De uma perspectiva mais prática e pessoal, entendo que o EP se encerra no momento em que são abordados e colocados em causa todos os conhecimentos e crenças do EE e nesse sentido a PES, caracterizada por um contexto real, irá ser o momento onde poderá ser abordado todo um conjunto de saberes, com auxílio, orientação e acompanhamento constantes. Esta orientação patenteia um seguimento assertivo e delineado de uma funação que, por muito que tenhamos visionado, não se segue em livros e conhecimentos académicos. A prática inclui muito mais que a doutrina, inclui a descoberta constante, a indagação pelo método ou acção mais acertada. Nesse sentido a presença de um orientador – FADEUP – e de um professor cooperante - escola – é crucial no delinear do roteiro que se caracteriza o ser professor.

Assim sendo, a PES decorre no contexto específico da escola destinada ao EE, ao longo de um ano letivo.
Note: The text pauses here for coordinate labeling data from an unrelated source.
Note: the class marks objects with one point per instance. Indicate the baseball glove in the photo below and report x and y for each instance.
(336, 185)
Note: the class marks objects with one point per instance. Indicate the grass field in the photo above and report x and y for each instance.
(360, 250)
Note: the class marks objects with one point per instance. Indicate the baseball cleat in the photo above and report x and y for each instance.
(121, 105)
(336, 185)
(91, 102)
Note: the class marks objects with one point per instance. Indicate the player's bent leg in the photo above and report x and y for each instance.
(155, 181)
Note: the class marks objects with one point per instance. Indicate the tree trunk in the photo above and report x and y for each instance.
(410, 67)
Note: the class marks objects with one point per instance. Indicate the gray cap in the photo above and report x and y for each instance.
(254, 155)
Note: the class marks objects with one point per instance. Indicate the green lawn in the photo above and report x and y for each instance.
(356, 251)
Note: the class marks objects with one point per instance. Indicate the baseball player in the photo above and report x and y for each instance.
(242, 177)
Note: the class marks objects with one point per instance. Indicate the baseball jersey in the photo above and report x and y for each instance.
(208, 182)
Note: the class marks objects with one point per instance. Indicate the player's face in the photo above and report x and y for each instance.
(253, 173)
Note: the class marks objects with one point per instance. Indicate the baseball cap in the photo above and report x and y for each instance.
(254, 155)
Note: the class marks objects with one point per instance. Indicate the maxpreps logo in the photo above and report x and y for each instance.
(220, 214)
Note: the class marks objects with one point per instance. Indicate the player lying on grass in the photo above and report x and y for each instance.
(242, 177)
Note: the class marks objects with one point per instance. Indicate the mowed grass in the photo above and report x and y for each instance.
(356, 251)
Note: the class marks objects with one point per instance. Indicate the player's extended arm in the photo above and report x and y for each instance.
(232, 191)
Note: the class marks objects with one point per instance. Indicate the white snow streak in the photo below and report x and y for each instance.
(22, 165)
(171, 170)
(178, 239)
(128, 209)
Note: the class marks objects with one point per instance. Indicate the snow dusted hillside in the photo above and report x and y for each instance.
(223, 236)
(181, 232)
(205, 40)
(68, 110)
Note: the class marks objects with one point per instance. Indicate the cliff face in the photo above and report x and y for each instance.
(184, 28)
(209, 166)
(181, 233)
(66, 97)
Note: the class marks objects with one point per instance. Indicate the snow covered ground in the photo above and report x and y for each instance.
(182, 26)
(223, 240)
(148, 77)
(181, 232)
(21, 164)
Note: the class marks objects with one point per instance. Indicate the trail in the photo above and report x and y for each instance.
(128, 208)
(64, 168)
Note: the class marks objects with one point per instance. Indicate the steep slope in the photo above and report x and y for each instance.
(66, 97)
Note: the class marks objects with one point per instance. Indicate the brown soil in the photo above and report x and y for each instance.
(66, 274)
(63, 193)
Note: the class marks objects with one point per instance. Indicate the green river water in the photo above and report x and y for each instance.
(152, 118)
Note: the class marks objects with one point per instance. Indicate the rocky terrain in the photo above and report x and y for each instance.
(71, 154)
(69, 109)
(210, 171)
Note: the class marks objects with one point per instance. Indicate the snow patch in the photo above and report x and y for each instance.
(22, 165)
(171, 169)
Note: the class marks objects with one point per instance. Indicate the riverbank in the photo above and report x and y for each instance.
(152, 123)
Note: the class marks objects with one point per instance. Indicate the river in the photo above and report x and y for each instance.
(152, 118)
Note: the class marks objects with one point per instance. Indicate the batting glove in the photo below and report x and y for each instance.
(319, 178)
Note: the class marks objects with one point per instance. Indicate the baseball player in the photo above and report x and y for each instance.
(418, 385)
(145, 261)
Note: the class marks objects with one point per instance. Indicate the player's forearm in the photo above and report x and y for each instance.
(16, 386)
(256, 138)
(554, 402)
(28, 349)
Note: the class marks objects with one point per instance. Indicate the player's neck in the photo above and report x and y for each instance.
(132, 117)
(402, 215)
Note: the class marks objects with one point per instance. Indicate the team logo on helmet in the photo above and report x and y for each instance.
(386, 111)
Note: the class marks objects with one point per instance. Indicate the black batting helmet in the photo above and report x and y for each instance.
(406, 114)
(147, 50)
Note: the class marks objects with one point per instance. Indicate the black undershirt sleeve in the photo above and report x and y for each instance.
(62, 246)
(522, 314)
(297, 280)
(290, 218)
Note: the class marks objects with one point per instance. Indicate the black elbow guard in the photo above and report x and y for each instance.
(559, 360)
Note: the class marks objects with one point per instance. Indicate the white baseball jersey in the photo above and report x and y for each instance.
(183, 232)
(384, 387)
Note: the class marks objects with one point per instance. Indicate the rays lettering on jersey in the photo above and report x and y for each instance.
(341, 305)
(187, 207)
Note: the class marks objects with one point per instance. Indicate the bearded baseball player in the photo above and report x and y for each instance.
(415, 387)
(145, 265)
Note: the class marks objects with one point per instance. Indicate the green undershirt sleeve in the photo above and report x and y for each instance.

Cada estagiário terá, nesse ano, a oportunidade de encontrar o professor que reside em si, regendo aulas de EF de uma ou mais turmas, cedidas pelo PC e sendo orientado num desempenho que se aproxime ao ensino da EF e Desporto de qualidade.

Finalizando é ainda de refrenciar que todos os constructos, vivências, experiências geradas na PES serão cruciais para a formação do EE, solicitando o seu total empenhamento, desenvolvendo a autoformação e reflexão constantes do formando, enquanto o processo de aprendizagem em relação ao ensino se expande para altos níveis de desenvolvimento psicológico, requerendo uma maior complexidade e habilidade do professor, tornando assim a sua prática pedagógica mais flexível, ativa, inovadora e principalmente reflexiva.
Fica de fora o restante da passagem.